The film reached the final stages of production in the fourth week of October 2014 and dubbing works were carried out simultaneously. On 27 November 2014, Nithiin's father Sudhakar Reddy stated that the filming has been completed and post-production activities began. The theatrical trailer was unveiled on 28 November 2014. Pawan Kalyan was reported to make a cameo appearance in the film which both Karunakaran and Nithiin denied those reports as rumors but added that Nithiin will be seen as Pawan Kalyan's fan in the film.

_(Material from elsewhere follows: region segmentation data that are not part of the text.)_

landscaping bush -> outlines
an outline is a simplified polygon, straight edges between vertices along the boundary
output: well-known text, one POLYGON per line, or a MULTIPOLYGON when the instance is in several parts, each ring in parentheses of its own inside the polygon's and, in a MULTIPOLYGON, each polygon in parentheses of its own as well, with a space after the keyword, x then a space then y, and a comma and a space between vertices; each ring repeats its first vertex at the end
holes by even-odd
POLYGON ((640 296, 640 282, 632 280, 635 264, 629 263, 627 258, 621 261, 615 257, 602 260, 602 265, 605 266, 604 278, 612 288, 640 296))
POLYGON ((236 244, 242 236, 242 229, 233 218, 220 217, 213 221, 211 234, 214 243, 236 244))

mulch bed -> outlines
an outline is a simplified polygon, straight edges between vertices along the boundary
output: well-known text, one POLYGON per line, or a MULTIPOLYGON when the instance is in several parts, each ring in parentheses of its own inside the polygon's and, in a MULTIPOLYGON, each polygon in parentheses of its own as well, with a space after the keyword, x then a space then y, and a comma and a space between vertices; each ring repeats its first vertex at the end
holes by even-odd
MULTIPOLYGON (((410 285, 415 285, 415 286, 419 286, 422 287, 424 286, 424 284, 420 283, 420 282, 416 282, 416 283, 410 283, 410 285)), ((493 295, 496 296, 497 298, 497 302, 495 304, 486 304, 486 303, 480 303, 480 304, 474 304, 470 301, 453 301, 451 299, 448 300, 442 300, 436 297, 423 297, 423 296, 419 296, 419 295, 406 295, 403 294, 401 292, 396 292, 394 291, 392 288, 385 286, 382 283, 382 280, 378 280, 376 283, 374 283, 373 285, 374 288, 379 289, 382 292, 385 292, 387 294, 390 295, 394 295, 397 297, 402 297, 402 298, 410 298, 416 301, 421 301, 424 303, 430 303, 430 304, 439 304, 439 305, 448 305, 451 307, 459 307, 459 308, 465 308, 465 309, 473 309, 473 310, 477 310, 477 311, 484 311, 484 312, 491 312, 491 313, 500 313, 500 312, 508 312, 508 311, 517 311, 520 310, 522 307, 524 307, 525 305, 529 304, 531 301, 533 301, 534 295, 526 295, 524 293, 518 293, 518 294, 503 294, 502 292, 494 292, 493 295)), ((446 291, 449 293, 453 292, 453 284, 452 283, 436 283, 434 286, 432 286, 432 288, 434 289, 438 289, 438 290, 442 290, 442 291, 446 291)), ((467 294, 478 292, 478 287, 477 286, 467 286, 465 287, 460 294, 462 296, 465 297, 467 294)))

Mishti described her character as a witty and intelligent girl named Nandini and said that her co-star Dhanya Balakrishna and the assistant directors helped her in pronouncing Telugu correctly.

== Music ==

Anoop Rubens composed the film's soundtrack and background score. The soundtrack consists of 6 songs all written by Krishna Chaitanya and composed by Rubens. The release date was confirmed as 27 November 2014 by Nithiin. Aditya Music acquired the audio rights. Nagarjuna was invited as the chief guest for the audio launch event held at Shilpakala Vedika.

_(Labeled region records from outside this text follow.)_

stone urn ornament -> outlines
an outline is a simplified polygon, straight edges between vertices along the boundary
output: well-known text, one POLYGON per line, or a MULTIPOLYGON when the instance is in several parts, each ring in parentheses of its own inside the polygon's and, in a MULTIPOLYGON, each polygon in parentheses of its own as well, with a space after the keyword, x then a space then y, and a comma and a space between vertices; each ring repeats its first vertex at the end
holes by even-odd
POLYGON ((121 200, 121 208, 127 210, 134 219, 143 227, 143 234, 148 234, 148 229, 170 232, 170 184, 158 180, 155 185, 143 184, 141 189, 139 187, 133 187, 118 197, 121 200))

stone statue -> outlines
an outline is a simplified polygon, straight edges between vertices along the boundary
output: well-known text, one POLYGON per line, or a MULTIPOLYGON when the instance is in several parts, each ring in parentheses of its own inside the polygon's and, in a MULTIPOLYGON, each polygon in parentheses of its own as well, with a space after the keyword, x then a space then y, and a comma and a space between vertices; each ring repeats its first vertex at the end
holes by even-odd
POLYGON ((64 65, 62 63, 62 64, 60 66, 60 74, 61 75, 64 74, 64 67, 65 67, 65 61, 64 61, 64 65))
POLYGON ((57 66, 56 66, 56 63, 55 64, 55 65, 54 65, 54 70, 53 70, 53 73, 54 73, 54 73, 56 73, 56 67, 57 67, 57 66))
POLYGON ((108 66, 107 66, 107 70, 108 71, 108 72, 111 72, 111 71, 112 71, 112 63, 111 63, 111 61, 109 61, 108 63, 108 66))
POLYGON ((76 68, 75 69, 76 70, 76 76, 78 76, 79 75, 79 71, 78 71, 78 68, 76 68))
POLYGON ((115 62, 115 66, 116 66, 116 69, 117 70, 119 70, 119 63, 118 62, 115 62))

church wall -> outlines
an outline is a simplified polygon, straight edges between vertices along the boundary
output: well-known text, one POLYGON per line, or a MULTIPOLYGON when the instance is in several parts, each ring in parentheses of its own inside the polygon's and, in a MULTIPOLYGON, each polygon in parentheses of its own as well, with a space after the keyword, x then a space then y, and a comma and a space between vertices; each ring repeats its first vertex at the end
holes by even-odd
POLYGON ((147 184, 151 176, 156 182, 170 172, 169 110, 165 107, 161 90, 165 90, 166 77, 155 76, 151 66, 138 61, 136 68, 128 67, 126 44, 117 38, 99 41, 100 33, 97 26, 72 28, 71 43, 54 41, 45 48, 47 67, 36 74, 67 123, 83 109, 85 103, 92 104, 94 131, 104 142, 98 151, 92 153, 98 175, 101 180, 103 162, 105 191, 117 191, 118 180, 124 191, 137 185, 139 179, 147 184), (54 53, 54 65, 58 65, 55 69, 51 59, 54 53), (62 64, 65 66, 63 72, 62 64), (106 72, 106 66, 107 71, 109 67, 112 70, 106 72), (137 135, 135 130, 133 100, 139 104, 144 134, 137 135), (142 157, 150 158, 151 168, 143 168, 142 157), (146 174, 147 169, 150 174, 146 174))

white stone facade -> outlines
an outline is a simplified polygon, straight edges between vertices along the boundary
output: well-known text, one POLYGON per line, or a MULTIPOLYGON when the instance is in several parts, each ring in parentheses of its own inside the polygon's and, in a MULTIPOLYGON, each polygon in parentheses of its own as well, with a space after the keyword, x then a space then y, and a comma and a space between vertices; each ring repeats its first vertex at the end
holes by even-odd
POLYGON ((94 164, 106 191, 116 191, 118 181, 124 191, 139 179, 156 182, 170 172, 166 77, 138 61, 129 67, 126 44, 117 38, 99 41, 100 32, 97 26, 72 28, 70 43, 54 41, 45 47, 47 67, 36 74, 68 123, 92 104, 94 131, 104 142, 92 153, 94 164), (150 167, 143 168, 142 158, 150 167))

| No. | Title | Artist(s) | Length |
|---|---|---|---|
| 1. | "Chinnadana Nee Kosam" | Raja Hasan | 3:59 |
| 2. | "Ooh La La" | Anoop Rubens | 3:54 |
| 3. | "Everybody Chalo All I Wanna Say" | Jaspreet Jasz, Anudeep Dev, Dhanunjay, Hymath | 3:19 |
| 4. | "Dil Dil Dil" | Rahul Sipligunj | 4:02 |
| 5. | "Mundhugane" | Ramya Behra | 3:29 |
| 6. | "Albeli" | Simha, Jhanvi Narang | 4:07 |
| Total length: |  |  | 22:50 |

===Reception===
Reviewing the soundtrack, Sasidhar A. S. of The Times of India rated the album 3 out of 5 and called it a feel good album. IndiaGlitz rated the soundtrack 3 out of 5 and stated "Anup Rubens gives an album that his previous films with Nithin stood testimony to". The platinum disc was launched at Sri Venkateswara University in Tirupati on 19 December 2014.

== Release ==
The film was initially planned for a release on 19 December 2014. Later it was postponed to 25 December 2014 as a Christmas release. Asian Movies & CineGalaxy Inc., acquired the overseas theatrical rights.